You are viewing a plain text version of this content. The canonical link for it is here.
Posted to issues@mesos.apache.org by "Benjamin Mahler (JIRA)" <ji...@apache.org> on 2015/02/09 20:31:35 UTC

[jira] [Commented] (MESOS-2329) Mesos master crashes after ZooKeeper session expires

    [ https://issues.apache.org/jira/browse/MESOS-2329?page=com.atlassian.jira.plugin.system.issuetabpanels:comment-tabpanel&focusedCommentId=14312704#comment-14312704 ] 

Benjamin Mahler commented on MESOS-2329:
----------------------------------------

There is no crash in the logs you provided, can you provide the full logs?

The leading master will commit suicide when it loses leadership, was this master leading before the expiration? We recommend running the master under a process that will restart it upon any termination.
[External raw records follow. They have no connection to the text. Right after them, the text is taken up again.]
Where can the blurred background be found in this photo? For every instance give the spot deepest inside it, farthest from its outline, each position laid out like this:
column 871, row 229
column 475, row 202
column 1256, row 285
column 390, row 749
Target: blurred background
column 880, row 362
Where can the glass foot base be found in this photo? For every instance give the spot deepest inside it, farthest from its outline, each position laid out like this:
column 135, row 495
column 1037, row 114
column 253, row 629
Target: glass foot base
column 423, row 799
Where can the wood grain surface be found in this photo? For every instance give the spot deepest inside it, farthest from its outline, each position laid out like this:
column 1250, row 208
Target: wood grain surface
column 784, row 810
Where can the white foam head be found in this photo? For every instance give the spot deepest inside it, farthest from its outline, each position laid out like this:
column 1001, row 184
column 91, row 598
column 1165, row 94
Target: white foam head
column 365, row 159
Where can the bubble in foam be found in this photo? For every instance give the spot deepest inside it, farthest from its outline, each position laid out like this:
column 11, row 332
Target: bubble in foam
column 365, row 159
> Mesos master crashes after ZooKeeper session expires
> ----------------------------------------------------
>
>                 Key: MESOS-2329
>                 URL: https://issues.apache.org/jira/browse/MESOS-2329
>             Project: Mesos
>          Issue Type: Bug
>          Components: master
>    Affects Versions: 0.21.1
>         Environment: CentOS 6.5 (kernel 2.6.32-431), Java 1.7.0_55, ZooKeeper 3.4.5
>            Reporter: Craig W
>
> In a test environment I have experienced an issue where the Mesos Master process crashes after its ZooKeeper session expires. The last few messages in the INFO log file look like this:
> {noformat}
> group.cpp:418] Lost connection to ZooKeeper, attempting to reconnect ...
> group.cpp:418] Lost connection to ZooKeeper, attempting to reconnect ...
> group.cpp:313] Group process (group(4)@192.168.1.4:5050) reconnected to ZooKeeper
> group.cpp:418] Lost connection to ZooKeeper, attempting to reconnect ...
> group.cpp:790] Syncing group operations: queue size (joins, cancels datas) = (0, 0, 0)
> group.cpp:418] Lost connection to ZooKeeper, attempting to reconnect ...
> group.cpp:472] ZooKeeper session expired
> detector.cpp:138] Detected a new leader: None
> master.cpp:1263] The newly elected leader is None
> {noformat}
> . I had a single node ZooKeeper ensemble.
> In my environment, I had a single master, 7 slaves and a single ZooKeeper instance. 
> Restarting the mater process "fixes" the issue.



--
This message was sent by Atlassian JIRA
(v6.3.4#6332)